Good persuasion is effective even when you know it’s persuasion.

Some of us human beings are just self-aware enough to be able to step back and observe ourselves being persuaded, when we recognize the opportunity.

Some of his posts still finish with fake-because taglines for his book. This technique is that powerful, even when the reasons are totally nonsensical. Sometimes, I almost fall for them (despite having already read his book).

Even though my rational brain knows that it’s fake, and can appreciate the artistry of the technique, my lizard brain wants to click the link BECAUSE something good is on the other side.

Now, that’s the setup.

Here’s the application.

Recently I had my annual performance review at my day job. 
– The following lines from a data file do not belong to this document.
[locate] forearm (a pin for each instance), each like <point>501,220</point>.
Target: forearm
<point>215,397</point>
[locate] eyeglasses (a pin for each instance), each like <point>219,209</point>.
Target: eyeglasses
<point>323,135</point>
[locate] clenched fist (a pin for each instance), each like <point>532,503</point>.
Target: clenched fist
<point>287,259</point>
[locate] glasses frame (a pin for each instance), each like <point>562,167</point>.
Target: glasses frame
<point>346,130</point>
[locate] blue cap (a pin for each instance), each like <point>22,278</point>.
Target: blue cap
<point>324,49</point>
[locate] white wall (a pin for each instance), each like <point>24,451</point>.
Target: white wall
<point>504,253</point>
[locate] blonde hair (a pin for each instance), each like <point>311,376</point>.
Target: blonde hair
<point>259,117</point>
My bosses had nothing but positive things to say. The word “eloquent” was used (and that is an especial compliment for your dear blog hostess, who has studied rhetoric extensively). They recognized my “unique skillset.”
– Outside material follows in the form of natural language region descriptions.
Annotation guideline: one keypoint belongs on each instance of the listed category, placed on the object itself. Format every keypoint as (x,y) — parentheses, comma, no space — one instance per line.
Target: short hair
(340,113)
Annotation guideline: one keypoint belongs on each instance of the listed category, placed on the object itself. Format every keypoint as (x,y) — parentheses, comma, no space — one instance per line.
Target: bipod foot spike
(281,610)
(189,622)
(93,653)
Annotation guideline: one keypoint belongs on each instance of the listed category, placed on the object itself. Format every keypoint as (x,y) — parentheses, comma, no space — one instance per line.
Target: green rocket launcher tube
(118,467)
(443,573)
I canst tell a lie: it felt good.

Really good.

But I could feel that little niggle–that same little niggle that makes me want to click through to buy Scott Adams’ book even though I have already read it.

All those compliments were acting as powerful persuasion.

It’s dangerous, I know, to get a lot of validation from your day job. It’s a very fragile position to be in. But I don’t get a lot of compliments these days, and it felt (and still feels) pretty good.

Good enough to settle down and keep my same job for couple-few years?

That’s what they want from me.

But is that what I want from them?

We’ll see.

So thank you, Scott Adams, for teaching me how to recognize my very own persuasion “tells.” I feel like I’ve just avoided some sort of cognitive honeypot.